Das nächste Opfer ist ebenfalls weiblich. Eine junge feministische Bloggerin wird regelmäßig von einer anonymen Person bedroht, die ebenfalls bloggt und in ihren Postings unter anderem zu Gewalt und Mord aufrief. Dieser Täter, ein erwachsener Mann, wurde in der Sendung ungepixelt gezeigt und anschließend von einem Gericht zu einer Geldstrafe verurteilt. Zufall ist es nicht, dass die ersten vorgestellten Opfer Frauen sind. »Mädchen und Frauen, die sich öffentlich äußern, werden ganz oft zur Zielscheibe von sexistischem und frauenfeindlichem Hass«, sagt Aschberg. Er selbst sei im Laufe seiner Karriere zwar ebenfalls sehr oft angefeindet und bedroht worden, aber das sei etwas anderes. »Der Unterschied ist, dass ich ein Mann bin und nicht aufgrund meines Aussehens oder meiner Sexualität bedroht und beleidigt werde.« Außerdem ignoriere er Hassbotschaften, könne aber gleichzeitig »gut verstehen, dass solche Attacken anderen Leuten sehr nahe gehen«.
Darüber, wer sich hinter anonymen Nicks versteckt, um Hetze und Hass zu verbreiten, ist man sich in Skandinavien einig.
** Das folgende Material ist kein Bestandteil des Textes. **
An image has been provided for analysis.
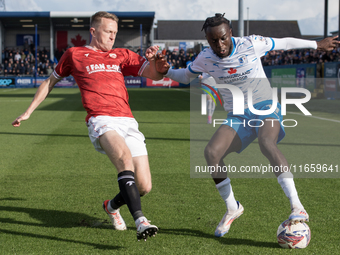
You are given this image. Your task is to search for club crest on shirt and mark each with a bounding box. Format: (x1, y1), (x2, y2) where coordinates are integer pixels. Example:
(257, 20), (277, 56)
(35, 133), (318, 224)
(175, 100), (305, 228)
(109, 53), (117, 58)
(238, 55), (248, 65)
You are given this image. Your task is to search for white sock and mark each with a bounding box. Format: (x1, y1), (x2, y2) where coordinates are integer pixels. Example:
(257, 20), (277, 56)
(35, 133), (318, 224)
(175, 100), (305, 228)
(216, 178), (238, 211)
(210, 100), (216, 116)
(207, 99), (211, 116)
(135, 216), (148, 228)
(207, 100), (215, 117)
(277, 172), (304, 210)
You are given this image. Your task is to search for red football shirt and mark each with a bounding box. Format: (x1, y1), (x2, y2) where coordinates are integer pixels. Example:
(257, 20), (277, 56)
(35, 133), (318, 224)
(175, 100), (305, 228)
(53, 46), (148, 122)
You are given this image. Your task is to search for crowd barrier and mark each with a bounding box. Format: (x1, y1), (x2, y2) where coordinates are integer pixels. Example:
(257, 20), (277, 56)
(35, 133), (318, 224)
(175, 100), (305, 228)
(1, 63), (340, 99)
(263, 63), (317, 92)
(323, 62), (340, 99)
(0, 76), (189, 88)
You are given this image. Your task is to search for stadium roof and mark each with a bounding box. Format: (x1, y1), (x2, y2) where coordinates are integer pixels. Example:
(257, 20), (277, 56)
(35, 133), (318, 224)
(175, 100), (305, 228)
(155, 20), (302, 40)
(231, 20), (302, 38)
(0, 11), (155, 31)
Zumeist werden junge Männer verdächtigt – das aber, so Aschberg, stimme seiner Erfahrung nach nicht unbedingt immer: »Zu einem Teil sind es zwar wirklich wütende, junge und unzureichend ausgebildete Männer, die Verlierer der Gesellschaft – aber auch diejenigen, die sehr wohl etabliert sind, trollen im Internet.«
Zur letzten Gruppe gehörten vor allem ältere Frauen, »die Einwanderer und das moderne, multikulturelle Land hassen«. Ein Beispiel ist Userin kattan57 (Katze 57). Die Frau hatte mehr als 6 000 rassistische Kommentare verfasst und war in Schweden durchaus zur Internetberühmtheit geworden, wenn auch im negativen Sinne – und erwies sich im wirklichen Leben als ausgesprochener Feigling. Mit ihren Äußerungen konfrontiert, rannte sie einfach weg. Das große Problem an »#Trolljegere« bleibt jedoch, dass die Serie neue Trolle produziert: Auch kattan57 wurde anschließend heftig gemobbt.